SpaceX ran a limited set of post-mission booster recovery flight tests on the early Falcon rocket launches, both Falcon 1 and Falcon 9. The initial parachute-based design approach was ultimately unsuccessful, and the company adopted a new propulsive-return design methodology that would utilize the Falcon 9 v1.1 vehicle for orbital recovery testing, but did use a Falcon 9 v1.0 booster tank for low-altitude low-velocity flight testing in 2012–2013.

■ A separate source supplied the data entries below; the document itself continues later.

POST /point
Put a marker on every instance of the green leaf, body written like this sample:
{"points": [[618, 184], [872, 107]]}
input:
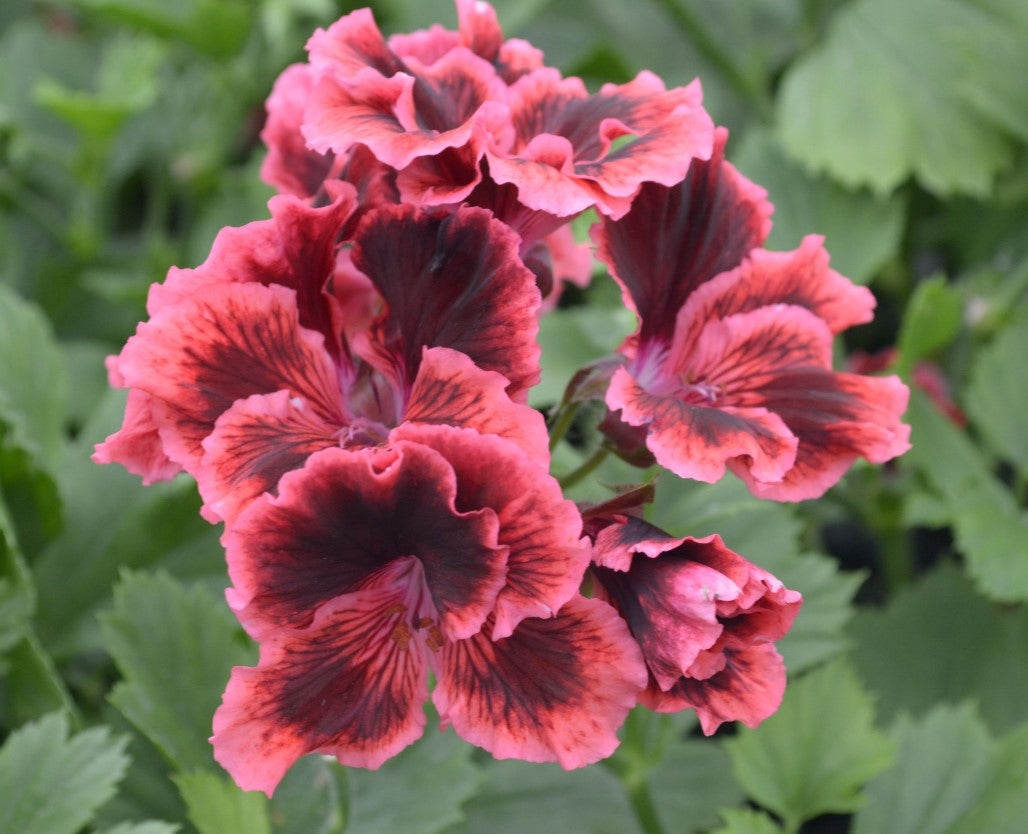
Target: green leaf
{"points": [[16, 591], [761, 531], [420, 791], [32, 381], [861, 230], [149, 827], [218, 28], [572, 338], [950, 777], [816, 752], [909, 112], [175, 648], [931, 321], [939, 772], [307, 799], [988, 85], [125, 85], [51, 784], [691, 784], [990, 528], [819, 629], [523, 796], [955, 646], [997, 397], [1003, 804], [33, 684], [217, 806], [111, 522], [743, 821]]}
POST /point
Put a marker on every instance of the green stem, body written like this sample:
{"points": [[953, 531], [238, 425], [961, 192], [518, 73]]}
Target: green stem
{"points": [[691, 25], [641, 801], [562, 422], [576, 475]]}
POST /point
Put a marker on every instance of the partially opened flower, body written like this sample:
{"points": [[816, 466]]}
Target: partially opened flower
{"points": [[704, 617], [372, 567], [731, 365]]}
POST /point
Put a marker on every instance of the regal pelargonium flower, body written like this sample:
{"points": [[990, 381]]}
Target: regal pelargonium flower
{"points": [[439, 114], [705, 618], [372, 567], [731, 366], [245, 367]]}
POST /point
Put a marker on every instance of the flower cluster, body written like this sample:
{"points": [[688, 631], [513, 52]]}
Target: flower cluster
{"points": [[347, 384]]}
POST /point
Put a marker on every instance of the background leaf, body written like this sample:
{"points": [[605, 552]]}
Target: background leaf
{"points": [[51, 783], [420, 791], [907, 115], [800, 767], [175, 648]]}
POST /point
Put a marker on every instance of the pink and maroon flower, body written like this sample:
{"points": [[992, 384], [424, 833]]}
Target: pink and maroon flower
{"points": [[704, 617], [246, 368], [731, 366], [372, 567]]}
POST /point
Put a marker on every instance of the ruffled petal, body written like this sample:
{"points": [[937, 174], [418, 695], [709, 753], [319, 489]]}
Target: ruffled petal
{"points": [[675, 239], [346, 515], [450, 390], [697, 441], [456, 282], [801, 278], [290, 166], [670, 603], [749, 689], [137, 444], [419, 112], [352, 685], [253, 444], [543, 532], [555, 690], [222, 345], [837, 418], [351, 44], [295, 249], [660, 132]]}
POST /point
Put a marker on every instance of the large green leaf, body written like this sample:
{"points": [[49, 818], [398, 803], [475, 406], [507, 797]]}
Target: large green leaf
{"points": [[691, 784], [420, 791], [51, 784], [885, 97], [759, 530], [997, 397], [815, 753], [571, 338], [111, 522], [861, 230], [1003, 804], [175, 648], [818, 631], [991, 529], [217, 806], [16, 591], [930, 322], [949, 776], [309, 798], [940, 641], [32, 381], [743, 821]]}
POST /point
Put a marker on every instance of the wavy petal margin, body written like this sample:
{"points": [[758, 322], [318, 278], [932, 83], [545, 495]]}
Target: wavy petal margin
{"points": [[554, 690], [351, 685]]}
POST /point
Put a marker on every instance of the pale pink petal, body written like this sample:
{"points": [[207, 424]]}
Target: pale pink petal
{"points": [[554, 690]]}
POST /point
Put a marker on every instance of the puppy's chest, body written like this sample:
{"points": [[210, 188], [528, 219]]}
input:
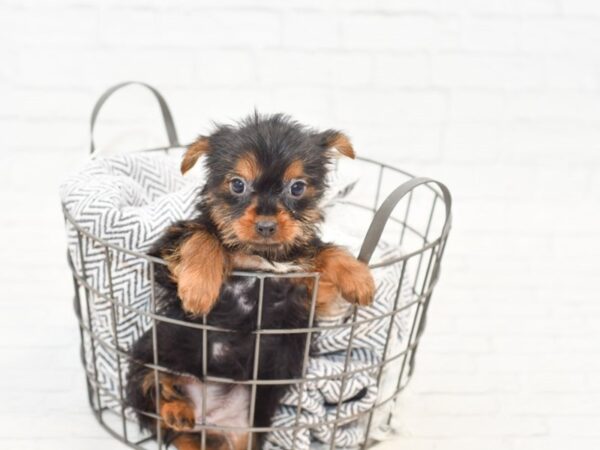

From early days in the development of the Falcon 9, SpaceX had expressed hopes that both stages would eventually be reusable. The initial SpaceX design for stage reusability included adding lightweight thermal protection system (TPS) capability to the booster stage and utilizing parachute recovery of the separated stage. However, early test results were not successful, leading to abandonment of that approach and the initiation of a new design.
In 2011 SpaceX began a formal and funded development program—the SpaceX reusable launch system development program—with the objective of designing reusable first and second stages utilizing propulsive return of the stages to the launch pad. The early program focus, however, is only on return of the first stage.
As an early component of that multi-year program, a Falcon 9 v1.0 first stage tank, 32 metres (106 ft) long, was used to build and test the Grasshopper prototype test vehicle, which made eight successful low-altitude takeoffs and vertical landings in 2012–2013 before the vehicle was retired.